Irish Nationwide Building Society, Ireland’s biggest customer-owned lender, ended a search for a buyer after posting a full-year loss and saying it’s dependent on government support.
The loss of 243 million euros ($318 million) compared with a profit of 309 million euros in 2007, the Dublin-based building society said today in a statement. It set aside 446 million euros to cover property loan losses and investment writedowns.
Irish Nationwide, whose commercial property loans account for about 80 percent of its total, said it’s relying on the extension of the government’s deposit guarantee to issue new debt securities and remain a going concern.

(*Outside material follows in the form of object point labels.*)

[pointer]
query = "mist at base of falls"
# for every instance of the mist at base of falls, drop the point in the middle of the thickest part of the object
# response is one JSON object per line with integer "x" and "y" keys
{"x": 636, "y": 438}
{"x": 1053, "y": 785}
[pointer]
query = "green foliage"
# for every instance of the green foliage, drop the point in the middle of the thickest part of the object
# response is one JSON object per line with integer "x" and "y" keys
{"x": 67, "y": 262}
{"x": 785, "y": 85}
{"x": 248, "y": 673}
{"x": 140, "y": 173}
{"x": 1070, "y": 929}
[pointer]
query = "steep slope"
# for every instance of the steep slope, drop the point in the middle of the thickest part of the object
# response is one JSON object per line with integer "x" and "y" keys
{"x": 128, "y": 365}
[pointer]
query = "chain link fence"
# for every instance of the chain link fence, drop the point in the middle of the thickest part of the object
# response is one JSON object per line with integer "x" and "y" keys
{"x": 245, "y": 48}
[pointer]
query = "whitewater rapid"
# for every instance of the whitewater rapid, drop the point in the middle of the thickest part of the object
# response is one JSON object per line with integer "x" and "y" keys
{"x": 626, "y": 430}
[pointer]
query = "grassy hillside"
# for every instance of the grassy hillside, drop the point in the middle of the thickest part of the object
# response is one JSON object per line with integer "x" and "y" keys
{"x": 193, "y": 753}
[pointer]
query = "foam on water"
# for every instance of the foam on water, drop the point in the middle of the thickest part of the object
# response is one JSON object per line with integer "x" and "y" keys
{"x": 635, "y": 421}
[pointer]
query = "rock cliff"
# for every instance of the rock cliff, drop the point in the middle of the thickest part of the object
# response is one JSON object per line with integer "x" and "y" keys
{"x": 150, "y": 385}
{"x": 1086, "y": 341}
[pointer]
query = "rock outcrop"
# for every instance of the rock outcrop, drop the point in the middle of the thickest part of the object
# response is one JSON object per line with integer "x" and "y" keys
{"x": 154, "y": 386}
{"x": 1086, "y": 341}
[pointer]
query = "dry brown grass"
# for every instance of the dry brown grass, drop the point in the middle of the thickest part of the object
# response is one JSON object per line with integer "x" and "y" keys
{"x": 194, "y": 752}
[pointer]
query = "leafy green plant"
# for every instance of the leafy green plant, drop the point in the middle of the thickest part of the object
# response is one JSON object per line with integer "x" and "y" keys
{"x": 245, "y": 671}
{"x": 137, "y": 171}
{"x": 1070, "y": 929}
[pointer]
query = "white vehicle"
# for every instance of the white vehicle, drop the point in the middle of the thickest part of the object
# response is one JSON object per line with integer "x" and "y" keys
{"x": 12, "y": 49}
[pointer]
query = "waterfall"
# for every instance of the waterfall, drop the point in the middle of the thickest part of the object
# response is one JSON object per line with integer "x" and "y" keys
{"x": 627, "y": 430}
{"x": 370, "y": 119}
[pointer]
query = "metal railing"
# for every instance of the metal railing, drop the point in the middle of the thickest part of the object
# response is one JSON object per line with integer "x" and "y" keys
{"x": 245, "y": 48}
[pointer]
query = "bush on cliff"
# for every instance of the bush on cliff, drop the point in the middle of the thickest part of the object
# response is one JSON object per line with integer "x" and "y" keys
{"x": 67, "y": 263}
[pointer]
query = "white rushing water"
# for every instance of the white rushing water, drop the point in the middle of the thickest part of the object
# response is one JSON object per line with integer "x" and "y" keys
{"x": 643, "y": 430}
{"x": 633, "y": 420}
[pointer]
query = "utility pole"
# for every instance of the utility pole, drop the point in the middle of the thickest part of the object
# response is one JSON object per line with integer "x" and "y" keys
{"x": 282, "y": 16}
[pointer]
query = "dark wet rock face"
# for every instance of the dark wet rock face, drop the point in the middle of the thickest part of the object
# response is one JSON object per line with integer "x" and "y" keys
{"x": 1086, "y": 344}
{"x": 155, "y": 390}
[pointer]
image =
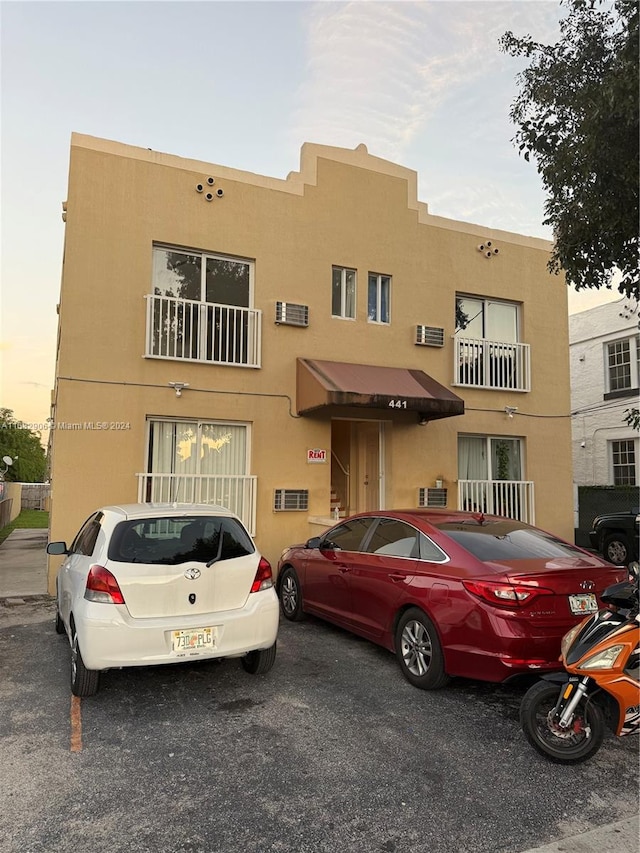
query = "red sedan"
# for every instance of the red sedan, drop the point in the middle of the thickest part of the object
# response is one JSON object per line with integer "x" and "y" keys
{"x": 451, "y": 593}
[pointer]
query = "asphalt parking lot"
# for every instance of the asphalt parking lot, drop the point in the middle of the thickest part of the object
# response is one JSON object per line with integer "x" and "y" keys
{"x": 331, "y": 751}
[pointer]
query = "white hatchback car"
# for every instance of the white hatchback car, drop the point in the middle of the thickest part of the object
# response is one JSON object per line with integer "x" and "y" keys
{"x": 146, "y": 584}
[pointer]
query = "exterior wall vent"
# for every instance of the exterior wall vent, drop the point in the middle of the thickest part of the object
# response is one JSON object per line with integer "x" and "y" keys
{"x": 429, "y": 336}
{"x": 290, "y": 314}
{"x": 291, "y": 500}
{"x": 432, "y": 497}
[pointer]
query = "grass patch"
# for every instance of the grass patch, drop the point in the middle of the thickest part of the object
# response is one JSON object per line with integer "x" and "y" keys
{"x": 27, "y": 520}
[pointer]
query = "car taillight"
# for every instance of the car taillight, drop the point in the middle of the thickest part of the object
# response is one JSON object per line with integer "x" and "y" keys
{"x": 102, "y": 586}
{"x": 264, "y": 576}
{"x": 505, "y": 594}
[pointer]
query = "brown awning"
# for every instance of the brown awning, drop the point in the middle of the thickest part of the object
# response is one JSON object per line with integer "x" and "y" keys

The search for a buyer, which started when Ireland changed the law to allow building societies to be taken over in 2006, will resume when “the financial environment improves,” it added.
“Because of the reserves built up over the years from cumulative profits, the society was able to absorb the impairment provision,” Irish Nationwide said in the statement. “The society still has total reserves of 1.2 billion euros to absorb further impairment charges should they arise.”
The building society will refinance 2.2 billion euros of debt securities maturing this year by the “reduction of its loan book, the securitization of loans as well as the issue of new notes,” the statement said.
Irish Nationwide’s total loans fell 15 percent to 10.5 billion euros because of currency movements and customer redemptions.
Chief Executive Officer Michael Fingleton is leaving at the end of this month after 37 years in charge. His exit follows controversy over the payment of a 1 million-euro bonus to him in 2008. He has since repaid the money.